The "Unknown UDP" instance in the 2011 data appears to be the result of a data transfer using Cisco IPSec. Libprotoident was not confident enough to classify the contributing flows as Cisco IPSec, but both endpoints are using UDP port 10000 (which is the Cisco IPSec port).

By contrast, sleeper hosts that observed large quantities of UDP BitTorrent traffic typically saw the first UDP flow within 2 minutes of becoming inactive and the flows were spread throughtout the period of inactivity. The length of time that the address was inactive was the major contributing factor to the amount of sleeper traffic observed.

The full distribution of the amount of sleeper traffic observed for each sleeper IP address is shown below. Note the logscale on the X-axis. The distribution is long-tailed, meaning that the top 5 sleeper hosts discussed earlier are the exception rather than the norm. By comparison, 90% of sleeper hosts received less than 1 MB of sleeper traffic over the course of a week.

Sleeper Traffic Degradation


Another interesting property of sleeper traffic is the degradation rate, i.e. the decline in sleeper traffic as the host remains idle for longer periods of time. In theory, we expect that most sleeper flows would occur within the first few minutes of an address becoming inactive and the rate of sleeper traffic would rapidly degrade as external hosts realise the address is not longer responding. Different applications will likely have different degradation rates.

The above graphs show the amount of traffic observed for flows beginning X minutes after the time that the local address was last active, plotted as rolling means. The "All" line shows the degradation rate across all observed sleeper flows while the other lines show the rate for individual prominent protocols.
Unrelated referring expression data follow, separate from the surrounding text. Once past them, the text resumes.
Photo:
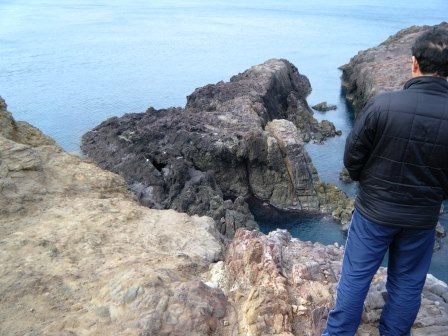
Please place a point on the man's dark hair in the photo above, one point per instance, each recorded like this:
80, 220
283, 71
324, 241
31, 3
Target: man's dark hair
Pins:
431, 51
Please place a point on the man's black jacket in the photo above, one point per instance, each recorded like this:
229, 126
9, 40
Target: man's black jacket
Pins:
398, 151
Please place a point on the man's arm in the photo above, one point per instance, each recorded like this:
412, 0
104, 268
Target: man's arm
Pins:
359, 143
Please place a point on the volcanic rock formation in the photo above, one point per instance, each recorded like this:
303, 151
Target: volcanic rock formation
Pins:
383, 68
232, 140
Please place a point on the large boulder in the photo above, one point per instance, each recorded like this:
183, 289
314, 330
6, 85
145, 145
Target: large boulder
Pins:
80, 256
383, 68
233, 139
279, 285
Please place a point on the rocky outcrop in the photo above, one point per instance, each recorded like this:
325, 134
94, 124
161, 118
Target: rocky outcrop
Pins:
284, 286
383, 68
232, 140
80, 256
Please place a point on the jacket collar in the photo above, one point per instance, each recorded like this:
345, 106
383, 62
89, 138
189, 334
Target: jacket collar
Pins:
432, 83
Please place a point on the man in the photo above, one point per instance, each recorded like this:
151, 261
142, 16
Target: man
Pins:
398, 151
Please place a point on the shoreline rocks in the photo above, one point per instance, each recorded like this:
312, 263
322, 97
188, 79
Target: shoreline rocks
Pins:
279, 285
385, 67
232, 140
80, 256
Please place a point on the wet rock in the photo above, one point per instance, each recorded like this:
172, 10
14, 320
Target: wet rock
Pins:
284, 286
324, 107
233, 139
344, 176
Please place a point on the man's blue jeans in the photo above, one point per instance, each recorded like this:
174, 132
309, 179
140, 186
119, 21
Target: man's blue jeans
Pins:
410, 252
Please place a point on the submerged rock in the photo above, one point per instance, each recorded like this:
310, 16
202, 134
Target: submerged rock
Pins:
80, 256
324, 107
236, 139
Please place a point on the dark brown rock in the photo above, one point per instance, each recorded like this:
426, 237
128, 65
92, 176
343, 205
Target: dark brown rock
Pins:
233, 139
383, 68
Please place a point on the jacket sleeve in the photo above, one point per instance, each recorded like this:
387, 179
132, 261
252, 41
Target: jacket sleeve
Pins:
359, 143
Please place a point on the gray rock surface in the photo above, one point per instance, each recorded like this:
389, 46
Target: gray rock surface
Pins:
383, 68
233, 139
80, 256
283, 286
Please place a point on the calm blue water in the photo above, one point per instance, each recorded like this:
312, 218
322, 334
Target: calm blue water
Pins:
67, 65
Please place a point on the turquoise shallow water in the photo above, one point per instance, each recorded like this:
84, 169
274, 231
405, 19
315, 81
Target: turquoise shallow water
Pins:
67, 65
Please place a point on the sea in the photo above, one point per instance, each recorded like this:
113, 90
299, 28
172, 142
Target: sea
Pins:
67, 65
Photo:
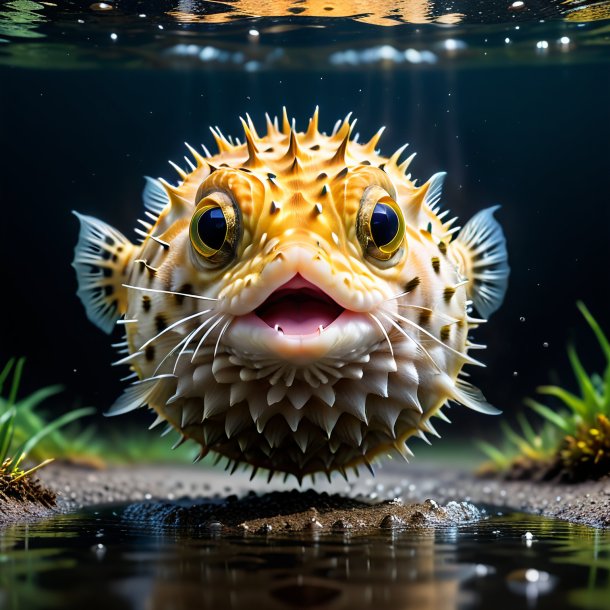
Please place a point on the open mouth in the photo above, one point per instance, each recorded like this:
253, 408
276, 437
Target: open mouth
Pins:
299, 308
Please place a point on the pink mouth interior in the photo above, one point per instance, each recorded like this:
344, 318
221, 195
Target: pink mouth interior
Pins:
298, 308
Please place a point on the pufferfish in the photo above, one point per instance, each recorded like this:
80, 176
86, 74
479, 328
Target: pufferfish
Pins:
296, 303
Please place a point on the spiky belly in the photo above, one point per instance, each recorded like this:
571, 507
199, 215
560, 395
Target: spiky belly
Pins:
321, 414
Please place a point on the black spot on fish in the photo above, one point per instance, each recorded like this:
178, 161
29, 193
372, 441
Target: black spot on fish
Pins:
186, 289
412, 284
160, 322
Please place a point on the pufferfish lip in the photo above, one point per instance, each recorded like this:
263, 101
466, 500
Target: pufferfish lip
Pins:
299, 307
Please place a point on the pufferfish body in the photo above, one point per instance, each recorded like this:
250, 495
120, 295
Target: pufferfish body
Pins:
296, 302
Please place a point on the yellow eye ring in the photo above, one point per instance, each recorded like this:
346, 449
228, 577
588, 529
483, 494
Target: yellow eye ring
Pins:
214, 229
381, 225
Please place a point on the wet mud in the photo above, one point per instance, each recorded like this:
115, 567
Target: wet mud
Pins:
295, 511
587, 503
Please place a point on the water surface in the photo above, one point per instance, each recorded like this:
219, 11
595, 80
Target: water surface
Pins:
95, 559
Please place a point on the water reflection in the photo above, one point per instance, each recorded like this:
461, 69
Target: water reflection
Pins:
20, 19
59, 564
373, 12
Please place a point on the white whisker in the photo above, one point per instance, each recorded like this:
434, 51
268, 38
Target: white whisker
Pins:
205, 336
180, 294
194, 334
177, 323
385, 334
397, 296
462, 355
185, 340
408, 336
434, 313
222, 332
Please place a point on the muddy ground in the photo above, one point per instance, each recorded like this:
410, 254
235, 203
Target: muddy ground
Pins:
174, 488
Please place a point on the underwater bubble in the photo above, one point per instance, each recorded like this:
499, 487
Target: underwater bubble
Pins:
99, 550
451, 44
481, 570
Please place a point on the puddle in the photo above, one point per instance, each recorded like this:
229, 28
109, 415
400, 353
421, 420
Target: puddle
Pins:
96, 559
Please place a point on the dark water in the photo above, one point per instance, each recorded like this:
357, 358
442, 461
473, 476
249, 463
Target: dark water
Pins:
94, 560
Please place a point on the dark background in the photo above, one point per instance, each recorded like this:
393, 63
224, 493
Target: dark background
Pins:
534, 139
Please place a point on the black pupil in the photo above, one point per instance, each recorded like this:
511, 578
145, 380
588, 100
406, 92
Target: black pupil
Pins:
384, 224
212, 228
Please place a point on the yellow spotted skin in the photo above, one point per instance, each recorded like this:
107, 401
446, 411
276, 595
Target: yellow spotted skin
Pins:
362, 386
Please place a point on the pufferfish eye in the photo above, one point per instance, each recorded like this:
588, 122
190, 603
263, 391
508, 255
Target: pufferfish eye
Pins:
214, 229
381, 225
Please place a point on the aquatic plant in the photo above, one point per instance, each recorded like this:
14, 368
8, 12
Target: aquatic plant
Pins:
21, 431
573, 442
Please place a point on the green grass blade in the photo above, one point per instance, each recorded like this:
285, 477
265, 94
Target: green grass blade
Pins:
7, 426
54, 425
494, 454
552, 416
5, 372
16, 381
590, 399
596, 328
573, 402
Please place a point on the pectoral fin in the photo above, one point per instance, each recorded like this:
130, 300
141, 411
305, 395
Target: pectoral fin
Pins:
101, 261
481, 248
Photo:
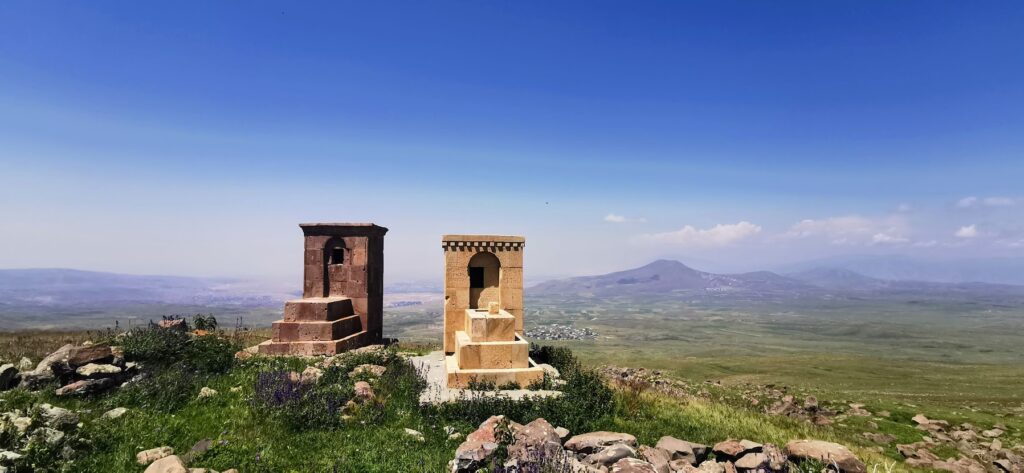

The 2009 dataset contains some interesting spikes. The "Other" spike at approximately 470 minutes is due to the flood of PPStream traffic discussed earlier. The "Unknown" spike at 180 minutes is the result of a single large flow, which we have been unable to identify.

In all three datasets, it appears the BitTorrent UDP traffic degrades faster than scan / probe traffic, i.e. the No Payload and Windows Messenger lines. This could be due to the hosts slowly being removed from DHTs as they remain idle.


Overall, these results show that genuine (i.e. non-scan) sleeper traffic does exist in ISP networks, but they also show that it is not present in any significant quantity. Much of the traffic that was sent to inactive hosts was not obviously distinguishable from regular dark traffic, aside from a certain amount of BitTorrent UDP traffic. Most inactive IP addresses received less than 1 MB of traffic over the course of a single week, which suggests that the average user is unlikely to notice it.

For the few users who do receive a significant quantity of sleeper traffic (where significant is more than 20 MB per week), the cause can be easily related back to the use of P2P software.